Harrison v. Russell & Co.

105 P. 48 | Idaho | 1909

STEWABT, J.

— This ease was before this court upon a former appeal from a judgment in favor of respondent, and is reported in the 12th Idaho, commencing at page 624. Upon the reversal the cause came on for trial upon the same pleadings and issues upon which it was first tried, and upon such retrial the plaintiffs demanded the opening and close in the presentation of the evidence and the argument. This was denied and an exception taken to the ruling of the court, and this ruling is assigned as error. It appears from the record that during the discussion between counsel and court as to who had the right to open and close, the court among other things remarked: “That matter was before the supreme court; nothing said about the procedure being wrong; they say that was the very proceeding that was had."

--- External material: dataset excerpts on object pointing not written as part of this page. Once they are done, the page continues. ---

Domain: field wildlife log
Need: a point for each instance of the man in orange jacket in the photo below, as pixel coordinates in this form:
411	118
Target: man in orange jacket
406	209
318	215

A reference to the former opinion in this case discloses the fact that this question was not presented to this court or discussed or passed upon. An examination of the transcript upon that appeal discloses the fact that “it is agreed that the defendant take the affirmative of the case.” The right, therefore, of the defendant to open and close, under the issues, was not presented to this court or passed upon. In the complaint, after alleging the issue of the notes and that thenotes have been fully paid and satisfied, the plaintiffs further allege: ‘ ‘ That the purpose for which the said three notes *199were given was to have been in part payment for a certain threshing-machine, and that the defendant herein warranted that the said machine would do good and satisfactory work in threshing, and if it did not do so, that the plaintiffs herein might return the machine and that the defendants would return the said notes heretofore set forth, together with all payments which the plaintiffs had made thereunder on the said notes, and that by reason of the said agreement the plaintiffs herein on, to wit, the 4th day of December, 1900, did pay the sum of fifty ($50.00) dollars, and on the 7th day of May, 1901, did pay the sum of two hundred ($200.00) dollars; that on, to wit, the- day of-, 190 — , the plaintiffs herein returned to the defendant corporation herein the said machine and the defendant received the same in accordance with the terms of the contract.”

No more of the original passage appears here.